Sunday, December 23, 2007

How Tall Is That Tree?

I pride myself on having one crackpot idea a week. One of them was that Mt. Washington should have a Champion Oak. That would be the tallest, fattest, biggest Oak tree in the neighborhood. I don't really know where this tree might be, but a good starting point might be Chris and Caroline Tuft's house on Wexford Road. They have a seriously big oak tree.

Anyhow, I found THIS on AmericanForests.org. It's about how to measure the height of a tree using a very sophisticated and delicate instrument--a stick:

Hold the stick at its base vertically, making certain that the length of the stick above your hand equals the distance from your hand to your eye. Staying on ground level (or on the same contour as the base of the tree), move away from the tree while sighting the trunk base above your hand. Stop when the top of the stick is level with the top of the tree. You should be looking over your hand at the base of the tree and, moving only your eyes, looking over the top of your stick at the top of your tree. Measure how far you are from the tree and that measurement - in feet - is the tree's height.

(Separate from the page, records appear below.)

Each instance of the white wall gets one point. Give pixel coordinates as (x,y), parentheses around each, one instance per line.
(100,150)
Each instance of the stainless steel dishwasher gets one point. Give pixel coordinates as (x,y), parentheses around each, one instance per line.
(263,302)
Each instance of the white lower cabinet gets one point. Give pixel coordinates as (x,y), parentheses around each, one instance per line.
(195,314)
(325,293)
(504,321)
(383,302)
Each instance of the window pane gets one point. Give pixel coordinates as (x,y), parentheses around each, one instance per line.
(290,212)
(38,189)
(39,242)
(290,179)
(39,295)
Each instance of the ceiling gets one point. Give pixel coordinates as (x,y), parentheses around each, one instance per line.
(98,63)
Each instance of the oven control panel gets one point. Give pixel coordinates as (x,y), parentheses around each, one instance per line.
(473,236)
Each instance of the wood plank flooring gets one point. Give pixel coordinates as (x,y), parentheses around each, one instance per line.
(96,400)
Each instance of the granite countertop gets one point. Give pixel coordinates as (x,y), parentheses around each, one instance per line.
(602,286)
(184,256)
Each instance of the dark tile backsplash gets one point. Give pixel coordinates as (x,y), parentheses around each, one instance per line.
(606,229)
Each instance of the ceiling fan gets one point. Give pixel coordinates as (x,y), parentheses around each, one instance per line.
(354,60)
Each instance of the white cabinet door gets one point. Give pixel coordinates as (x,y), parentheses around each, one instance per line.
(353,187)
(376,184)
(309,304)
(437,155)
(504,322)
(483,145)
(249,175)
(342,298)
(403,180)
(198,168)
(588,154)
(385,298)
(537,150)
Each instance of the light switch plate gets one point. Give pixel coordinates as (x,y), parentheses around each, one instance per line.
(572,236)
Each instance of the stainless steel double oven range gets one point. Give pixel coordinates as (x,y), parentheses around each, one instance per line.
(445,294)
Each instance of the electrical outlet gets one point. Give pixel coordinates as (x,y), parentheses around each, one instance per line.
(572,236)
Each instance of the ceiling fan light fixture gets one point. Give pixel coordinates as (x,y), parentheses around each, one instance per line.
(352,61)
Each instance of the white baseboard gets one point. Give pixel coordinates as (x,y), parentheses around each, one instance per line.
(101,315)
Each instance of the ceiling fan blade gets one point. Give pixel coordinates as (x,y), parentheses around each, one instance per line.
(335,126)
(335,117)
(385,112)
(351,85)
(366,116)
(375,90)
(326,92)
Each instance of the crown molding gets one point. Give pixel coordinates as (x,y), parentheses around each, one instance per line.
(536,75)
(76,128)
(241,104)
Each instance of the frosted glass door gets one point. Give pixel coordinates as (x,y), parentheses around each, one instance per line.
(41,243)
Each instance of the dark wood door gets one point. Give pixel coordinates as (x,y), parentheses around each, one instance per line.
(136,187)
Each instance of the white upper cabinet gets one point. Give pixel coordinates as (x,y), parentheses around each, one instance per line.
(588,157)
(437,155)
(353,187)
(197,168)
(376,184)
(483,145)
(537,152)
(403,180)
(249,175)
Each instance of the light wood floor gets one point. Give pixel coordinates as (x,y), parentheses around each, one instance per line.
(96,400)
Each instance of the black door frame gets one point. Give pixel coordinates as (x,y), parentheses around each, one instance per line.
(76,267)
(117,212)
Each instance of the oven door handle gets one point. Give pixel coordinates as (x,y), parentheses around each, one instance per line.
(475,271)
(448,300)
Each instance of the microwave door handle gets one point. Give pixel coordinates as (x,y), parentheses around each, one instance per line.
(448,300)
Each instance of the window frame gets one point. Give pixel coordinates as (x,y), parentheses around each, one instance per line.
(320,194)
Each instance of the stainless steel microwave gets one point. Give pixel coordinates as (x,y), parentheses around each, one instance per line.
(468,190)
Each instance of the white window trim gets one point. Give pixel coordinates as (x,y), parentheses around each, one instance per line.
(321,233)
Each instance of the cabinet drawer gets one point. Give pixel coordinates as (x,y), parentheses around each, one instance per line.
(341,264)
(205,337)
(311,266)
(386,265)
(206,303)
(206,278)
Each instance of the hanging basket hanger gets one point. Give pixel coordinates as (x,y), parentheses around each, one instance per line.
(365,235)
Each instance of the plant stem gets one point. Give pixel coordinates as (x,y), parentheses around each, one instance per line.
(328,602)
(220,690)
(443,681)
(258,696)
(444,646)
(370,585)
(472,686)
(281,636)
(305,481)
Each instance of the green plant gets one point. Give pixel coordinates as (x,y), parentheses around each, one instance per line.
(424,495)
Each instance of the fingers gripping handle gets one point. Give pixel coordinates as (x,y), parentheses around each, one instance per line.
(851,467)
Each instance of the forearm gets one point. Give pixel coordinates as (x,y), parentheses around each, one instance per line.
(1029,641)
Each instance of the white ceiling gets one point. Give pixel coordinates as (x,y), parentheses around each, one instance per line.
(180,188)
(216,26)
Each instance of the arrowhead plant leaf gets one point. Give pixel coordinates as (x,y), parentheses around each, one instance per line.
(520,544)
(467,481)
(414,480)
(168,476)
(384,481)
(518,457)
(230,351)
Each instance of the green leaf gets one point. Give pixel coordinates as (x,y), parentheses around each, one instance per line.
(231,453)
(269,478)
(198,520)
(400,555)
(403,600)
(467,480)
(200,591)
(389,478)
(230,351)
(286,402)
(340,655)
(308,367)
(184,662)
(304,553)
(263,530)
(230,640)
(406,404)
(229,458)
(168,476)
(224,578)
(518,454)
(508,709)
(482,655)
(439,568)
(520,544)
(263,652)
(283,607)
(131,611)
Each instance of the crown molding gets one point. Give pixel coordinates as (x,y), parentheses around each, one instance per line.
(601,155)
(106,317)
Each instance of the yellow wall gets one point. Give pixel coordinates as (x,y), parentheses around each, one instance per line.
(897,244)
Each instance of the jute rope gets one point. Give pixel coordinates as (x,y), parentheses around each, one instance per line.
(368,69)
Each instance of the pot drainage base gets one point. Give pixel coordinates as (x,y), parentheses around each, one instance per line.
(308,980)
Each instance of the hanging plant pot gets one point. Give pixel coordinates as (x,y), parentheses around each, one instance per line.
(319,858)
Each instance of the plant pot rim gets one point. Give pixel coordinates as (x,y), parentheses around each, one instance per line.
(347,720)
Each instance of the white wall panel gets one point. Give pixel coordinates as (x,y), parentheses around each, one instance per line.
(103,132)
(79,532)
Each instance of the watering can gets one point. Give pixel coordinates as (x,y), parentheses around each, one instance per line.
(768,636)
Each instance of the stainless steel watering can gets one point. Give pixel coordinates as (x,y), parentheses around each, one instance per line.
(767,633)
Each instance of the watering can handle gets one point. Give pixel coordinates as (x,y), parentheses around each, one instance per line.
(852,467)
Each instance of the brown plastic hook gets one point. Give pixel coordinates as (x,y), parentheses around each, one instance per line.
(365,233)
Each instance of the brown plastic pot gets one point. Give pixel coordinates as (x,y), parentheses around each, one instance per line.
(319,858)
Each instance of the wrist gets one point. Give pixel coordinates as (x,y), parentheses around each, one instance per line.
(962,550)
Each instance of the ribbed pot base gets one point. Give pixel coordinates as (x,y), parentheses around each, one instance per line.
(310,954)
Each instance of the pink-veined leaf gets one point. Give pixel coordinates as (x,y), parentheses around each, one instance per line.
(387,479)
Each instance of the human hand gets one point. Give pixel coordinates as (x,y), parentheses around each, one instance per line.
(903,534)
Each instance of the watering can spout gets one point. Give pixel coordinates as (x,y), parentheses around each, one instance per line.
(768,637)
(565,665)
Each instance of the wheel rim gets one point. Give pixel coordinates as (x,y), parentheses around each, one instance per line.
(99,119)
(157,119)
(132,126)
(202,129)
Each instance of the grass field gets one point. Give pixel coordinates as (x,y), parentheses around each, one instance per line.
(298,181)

Revenge of the Real Estate Market

If you own a house in Mt. Washington, I don't need to remind you of how sharply the assessments for most houses jumped when they were last assessed a year ago. Well, that was then, and this is now. My professional opinion has always been that residential real estate tends to track a 4% trend line over long periods of time. Sometimes values sag below this line as they did for most of the 1990's. Sometimes they bubble above as they did in the period that ended quite abruptly in the fall of 2006.

Cities and states that tax property had a field day with these rising prices. Assessments went through the roof, and took property tax receipts along for the ride. This added lots of money to coffers, which was a good thing. Between scary health care inflation (a major component of education and municipal services costs) and the expenses that a non-functioning federal government shifted to the states, costs have risen enormously. But what happens now that prices are falling? Should the governments that benefited from the up now share in the down? In some parts of the country, that is exactly what's happening.

THIS New York Times article points out that falling prices are forcing some cities to reverse course.

Home owners across the nation are looking to county governments to reassess the values of their homes in the face of flattening and falling prices that have befallen scores of markets. Downward assessments, done at the request of homeowners or pre-emptively by government, appear to be most pronounced in areas where the housing market was exploding just a few years ago, or where economic conditions are poorest.


So what does all of this mean for Baltimore? It's not like the city doesn't need the money. But is it fair for them not to deal with this? And given the three-year assessment cycle, is there any requirement for them to do anything proactively? I kind of doubt there is. I'm not even sure that a homeowner can ask for a re-assessment at this point in the cycle. But if I had purchased a home in the neighborhood in late 2006, I'd sure be looking into it.

Thursday, December 20, 2007

Where Have I Been?

Well, it's been a crazy month. Lots going on. So where have I been? Frankly, the big news items in Mt. Washington and Annapolis have been the Jones Falls Trail and the Slots Referendum, respectively. And both of these issues have been in stages where I felt it was really best not to comment. And now things are starting to break loose a bit on both, and I can now share some of my thoughts.

On the Jones Falls Trail (JFT) the Mt. Washington Improvement Association voted 18-1 (with one abstention) to approve a hybrid plan that will include a footbridge from the Corner of Greenspring and Northern (near Sinai) into the Northwest Park. From there, the path will go through the Park and right on West Rogers for a few blocks. It will then enter the Pediatric Hospital woods, circle around the back, and exit near South and Kelly.

Needless to say, this has been quite a process. There has been a lot of back and forth, conversation and study. And there has been some contentious opposition. I didn't want to bring this debate into this venue. Now that the trail plan has been approved, expect to read more about the process moving forward.

The other big issue is the Slots Referendum. I had a number of people approach me who were kind of glum about this. After all, we lobbied against it and would have preferred to see this die a painful death in Annapolis. But the fact is that had we won and defeated the referendum, we would be right back in the fight in January. It is impossible to sustain a war of this sort year after year after year. Remember, the lobbyists are paid millions--the grassroots is not.

So StopSlotsMaryland is quickly re-organizing from a lobbying effort to a campaign. We are holding meetings and doing research. And I have to say that I feel very good about where we are and what our prospects are. Will we be outspent ten to one? Yes. Will that mean anything? Probably not.